Pour le moment, j’interromps la présentation de l’analyse fournie par l’article, en me permettant un commentaire de circonstance. La référence à la révolution culturelle de 1968 qui a secoué l’Occident et surtout la France est porteuse d’un désir de gagner davantage de liberté individuelle. Elle coïncide avec une révolution culturelle en Chine marquée par le besoin inverse. Aux historiens de faire le travail pour savoir le lien entre les deux et les effets sur le cours du monde.
Toujours est-il que faire référence à cela 60 ans plus tard peut étonner, mais c’est sans prendre en compte le fait que chaque pays a ses lenteurs dans l’absorption de nouvelles vagues qui de leurs ondes de chocs ou de mouvement très longs enveloppent le globe terrestre. Depuis l’invention des routes commerciales pour l’échange des biens et des idées, dont les routes de la soie sont une autre référence concrète et symbolique à la fois, on prend peu à peu conscience de la globalisation et de l’universalité dans on ne pourra se passer à long terme sous aucun prétexte.
A quel rythme et avec quels bilans de profits et de pertes ces vagues agissent, c’est une autre histoire.
Pour ce qui est du passé, 1789, 1815, 1918, 1968, 2001, 2020 sont quelques dates indispensables pour former la combinaison dont est composé le code donnant accès à la boîte de l’histoire et celle de notre avenir, boîte de pandore parfois et qui une fois ouverte, il va falloir en assumer les conséquences.
Je reviens à l’article qui parle de la communauté qui ne veut plus être définie par la prière quotidienne répétant les mêmes formules, par des homélies ennuyeuses ou encore le patriotisme et la politique. C’est une manière, bien à la polonaise, de vouloir régler les comptes avec le passé.
Je me souviens des séquences de sommeil auxquelles le corps d’un enfant de cœur que j’ai été s’adonnait avec délice en face de l’autel lors des homélies du curé, aucune conclusion à en tirer pour la suite de ma vocation. En revanche, depuis le plus jeune âge j’ai été alerté du danger de mélanger la politique avec la religion. César et Dieu n’ont jamais cessé de se chamailler, mais c’était leur problème.
Le domaine de Dieu concernait la prière à répétition pour accueillir des bons réflexes, comme les soldats qui apprennent à marcher au pas harmonieusement cadencé. Les références traditionnelles à la religion et leur mode d’emploi pratiquée depuis des lustres peuvent toujours être mises en cause, modifiées, remplacées par d’autres. Cela touche de façon corollaire le patriotisme et la politique. Le catholicisme polonais est traditionnellement référencé sur l’identité polonaise et l’orientation politique qui en découle.

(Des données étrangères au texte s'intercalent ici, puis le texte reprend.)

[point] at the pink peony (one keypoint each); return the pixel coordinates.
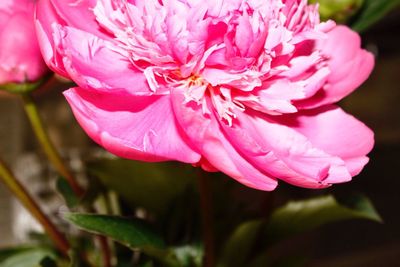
(20, 57)
(245, 87)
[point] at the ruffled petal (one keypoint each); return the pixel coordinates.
(96, 63)
(331, 129)
(140, 128)
(205, 133)
(63, 12)
(284, 153)
(350, 66)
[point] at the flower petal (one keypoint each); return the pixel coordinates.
(350, 66)
(140, 128)
(96, 63)
(206, 135)
(283, 152)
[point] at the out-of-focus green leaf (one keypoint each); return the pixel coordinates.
(189, 256)
(248, 245)
(24, 87)
(338, 10)
(300, 216)
(48, 262)
(240, 244)
(27, 258)
(264, 259)
(373, 11)
(67, 193)
(132, 233)
(8, 252)
(148, 185)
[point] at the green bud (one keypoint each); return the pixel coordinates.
(338, 10)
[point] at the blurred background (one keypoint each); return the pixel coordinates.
(345, 244)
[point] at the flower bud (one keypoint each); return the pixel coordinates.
(338, 10)
(20, 57)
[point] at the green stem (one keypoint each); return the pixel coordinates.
(55, 158)
(20, 193)
(207, 221)
(47, 145)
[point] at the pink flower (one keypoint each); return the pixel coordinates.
(245, 87)
(20, 58)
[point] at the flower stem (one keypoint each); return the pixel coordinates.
(55, 158)
(207, 221)
(22, 195)
(47, 145)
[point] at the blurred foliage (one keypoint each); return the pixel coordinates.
(360, 14)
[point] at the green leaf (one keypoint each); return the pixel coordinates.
(48, 262)
(133, 233)
(24, 87)
(240, 244)
(149, 185)
(130, 232)
(28, 258)
(67, 193)
(373, 11)
(8, 252)
(189, 255)
(300, 216)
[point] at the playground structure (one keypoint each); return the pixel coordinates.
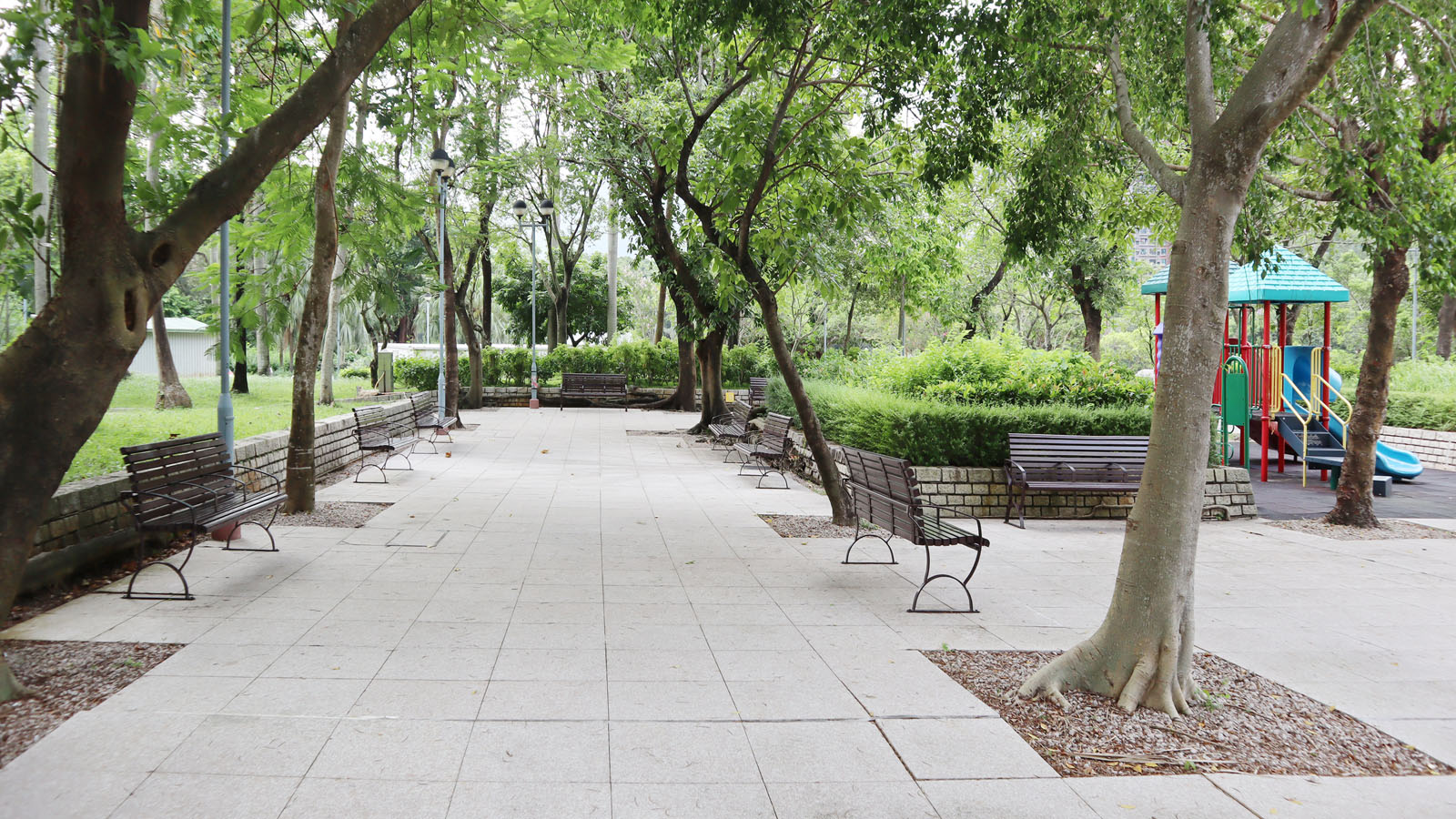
(1285, 392)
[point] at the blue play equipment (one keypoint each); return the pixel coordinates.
(1388, 460)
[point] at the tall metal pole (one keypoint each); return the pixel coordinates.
(225, 398)
(440, 242)
(535, 398)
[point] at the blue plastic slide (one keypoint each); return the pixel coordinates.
(1388, 460)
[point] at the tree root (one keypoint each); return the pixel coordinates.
(1133, 678)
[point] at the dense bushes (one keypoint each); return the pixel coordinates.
(1421, 411)
(948, 435)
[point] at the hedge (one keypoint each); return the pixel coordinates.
(1421, 411)
(938, 433)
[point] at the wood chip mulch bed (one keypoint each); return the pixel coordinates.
(1239, 723)
(1387, 531)
(808, 526)
(346, 515)
(67, 676)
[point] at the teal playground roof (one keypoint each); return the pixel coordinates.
(1280, 276)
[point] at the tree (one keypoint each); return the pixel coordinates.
(1380, 162)
(113, 274)
(1142, 654)
(300, 477)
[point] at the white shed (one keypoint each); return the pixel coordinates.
(193, 349)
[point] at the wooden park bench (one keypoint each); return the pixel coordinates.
(593, 387)
(1070, 464)
(427, 417)
(771, 452)
(389, 429)
(757, 390)
(732, 428)
(189, 486)
(887, 494)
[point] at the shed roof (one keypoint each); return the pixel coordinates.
(1279, 276)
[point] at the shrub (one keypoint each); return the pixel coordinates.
(938, 433)
(1421, 411)
(417, 373)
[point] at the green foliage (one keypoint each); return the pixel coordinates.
(747, 361)
(417, 373)
(1421, 411)
(948, 435)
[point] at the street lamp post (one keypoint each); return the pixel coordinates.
(545, 208)
(444, 172)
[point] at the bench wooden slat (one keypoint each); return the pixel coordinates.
(1070, 464)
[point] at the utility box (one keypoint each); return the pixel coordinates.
(386, 372)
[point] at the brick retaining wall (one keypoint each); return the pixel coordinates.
(1436, 450)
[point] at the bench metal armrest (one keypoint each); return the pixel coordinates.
(939, 509)
(1018, 468)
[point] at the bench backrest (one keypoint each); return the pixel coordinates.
(885, 491)
(757, 389)
(424, 404)
(1088, 457)
(164, 465)
(594, 382)
(775, 431)
(378, 424)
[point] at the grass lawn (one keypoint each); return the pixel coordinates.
(131, 419)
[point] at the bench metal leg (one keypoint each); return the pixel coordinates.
(861, 537)
(184, 595)
(267, 528)
(1018, 501)
(963, 581)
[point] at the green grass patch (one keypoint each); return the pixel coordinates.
(131, 419)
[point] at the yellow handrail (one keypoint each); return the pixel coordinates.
(1303, 423)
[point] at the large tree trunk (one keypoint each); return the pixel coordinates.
(451, 407)
(662, 312)
(261, 339)
(1446, 319)
(171, 394)
(331, 331)
(683, 398)
(1354, 504)
(300, 472)
(113, 276)
(808, 420)
(1085, 296)
(1142, 653)
(711, 366)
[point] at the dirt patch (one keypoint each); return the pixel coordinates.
(67, 676)
(1241, 723)
(810, 526)
(1387, 531)
(332, 513)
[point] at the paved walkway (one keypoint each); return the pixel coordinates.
(567, 618)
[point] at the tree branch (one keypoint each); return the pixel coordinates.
(1168, 181)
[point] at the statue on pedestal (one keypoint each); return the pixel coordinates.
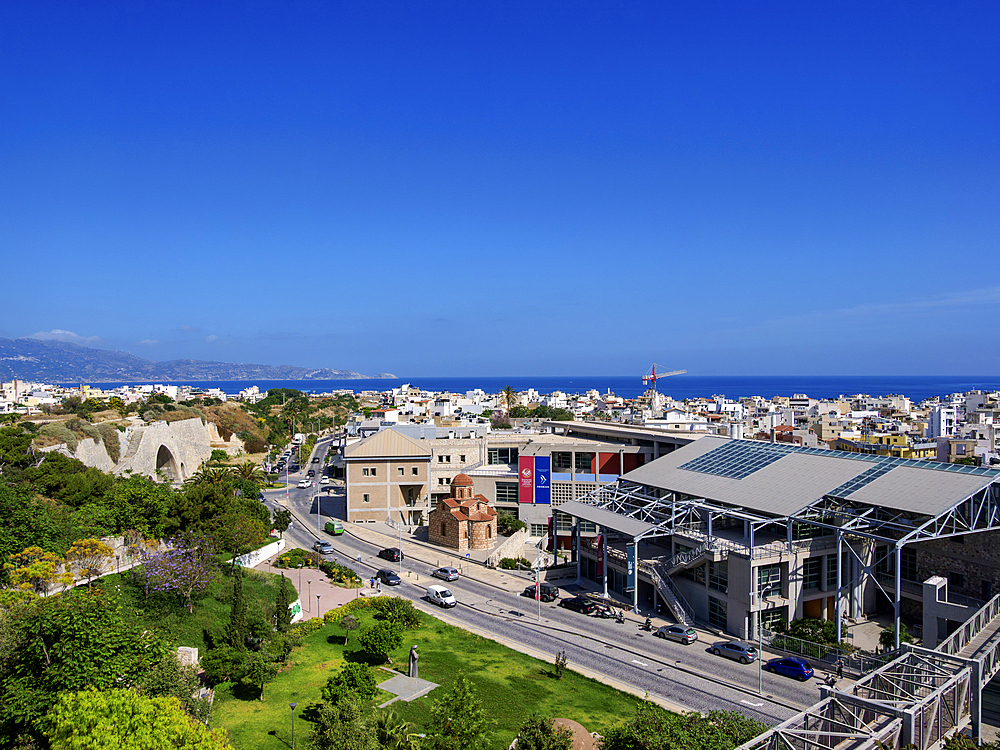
(413, 661)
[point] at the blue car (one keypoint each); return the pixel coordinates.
(790, 666)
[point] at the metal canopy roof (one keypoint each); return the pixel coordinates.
(606, 519)
(782, 480)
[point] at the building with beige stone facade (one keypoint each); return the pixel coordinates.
(387, 479)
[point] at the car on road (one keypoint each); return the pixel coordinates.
(441, 596)
(579, 604)
(388, 577)
(546, 592)
(446, 574)
(742, 652)
(678, 633)
(790, 666)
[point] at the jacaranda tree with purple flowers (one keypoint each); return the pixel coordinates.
(186, 567)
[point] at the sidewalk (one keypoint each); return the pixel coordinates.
(310, 584)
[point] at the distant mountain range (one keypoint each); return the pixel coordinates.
(59, 362)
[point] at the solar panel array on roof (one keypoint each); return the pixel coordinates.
(738, 459)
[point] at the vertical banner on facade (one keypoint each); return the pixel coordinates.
(525, 479)
(543, 480)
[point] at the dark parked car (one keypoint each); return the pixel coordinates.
(388, 577)
(791, 666)
(547, 592)
(579, 604)
(678, 633)
(741, 652)
(446, 574)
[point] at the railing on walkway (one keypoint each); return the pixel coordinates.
(971, 628)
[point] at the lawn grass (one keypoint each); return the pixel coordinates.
(511, 685)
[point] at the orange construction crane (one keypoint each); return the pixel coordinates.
(652, 376)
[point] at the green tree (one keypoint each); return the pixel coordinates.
(396, 610)
(459, 720)
(89, 557)
(168, 677)
(381, 639)
(653, 728)
(347, 624)
(509, 396)
(124, 719)
(70, 642)
(236, 630)
(539, 733)
(222, 664)
(281, 519)
(394, 733)
(258, 669)
(354, 679)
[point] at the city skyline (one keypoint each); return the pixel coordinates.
(534, 189)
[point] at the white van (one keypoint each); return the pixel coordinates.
(441, 596)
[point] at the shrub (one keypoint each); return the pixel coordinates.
(508, 524)
(353, 678)
(394, 609)
(354, 605)
(297, 556)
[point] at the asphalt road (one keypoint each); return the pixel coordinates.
(689, 676)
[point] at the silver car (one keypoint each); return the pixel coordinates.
(738, 650)
(678, 633)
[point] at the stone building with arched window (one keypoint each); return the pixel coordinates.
(465, 520)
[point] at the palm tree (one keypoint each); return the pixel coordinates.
(209, 475)
(509, 396)
(249, 470)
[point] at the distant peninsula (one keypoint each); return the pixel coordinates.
(59, 362)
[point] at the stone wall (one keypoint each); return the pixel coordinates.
(970, 562)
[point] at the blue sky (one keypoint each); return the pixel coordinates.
(506, 188)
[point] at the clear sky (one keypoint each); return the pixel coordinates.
(506, 188)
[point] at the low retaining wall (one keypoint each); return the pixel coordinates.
(513, 547)
(252, 559)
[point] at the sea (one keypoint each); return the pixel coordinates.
(679, 387)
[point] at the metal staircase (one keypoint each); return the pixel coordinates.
(678, 605)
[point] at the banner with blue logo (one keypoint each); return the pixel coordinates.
(630, 567)
(543, 480)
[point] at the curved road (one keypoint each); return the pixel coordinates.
(688, 676)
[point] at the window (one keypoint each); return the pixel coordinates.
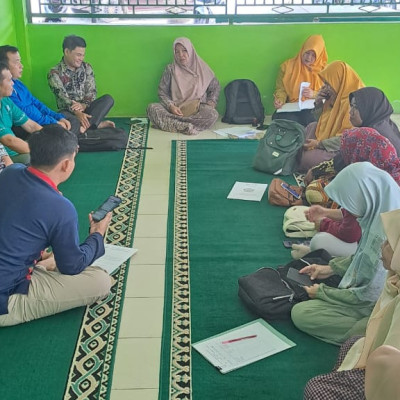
(210, 11)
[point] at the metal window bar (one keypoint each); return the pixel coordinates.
(217, 11)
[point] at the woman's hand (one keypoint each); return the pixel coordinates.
(315, 213)
(311, 144)
(308, 93)
(312, 290)
(277, 103)
(175, 110)
(316, 271)
(308, 178)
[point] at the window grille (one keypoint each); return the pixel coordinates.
(210, 11)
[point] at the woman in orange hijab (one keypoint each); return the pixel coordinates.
(323, 137)
(304, 67)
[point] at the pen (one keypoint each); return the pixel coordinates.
(238, 339)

Et on en ressent des effets sous formes de crispations qui apparaissent lors des changements politiques qui menacent le paysage bucolique de la plaine polonaise, pays adossé sur les montagnes au sud et ouvert face à la mer et ses possibilités de naviguer au loin au nord. Pour ce qui est de l’Est et de l’Ouest, la Pologne fait ce qu’elle peut, ce bien d’être un lieu de passage et de transit pour accueillir et digérer bien des aliments ingurgités au profit de chacun, mais un peu de stabilité n’est pas de luxe. Or celle-ci n’est jamais garantie. Comme nulle part ailleurs, sauf en Suisse ou au Vatican et encore.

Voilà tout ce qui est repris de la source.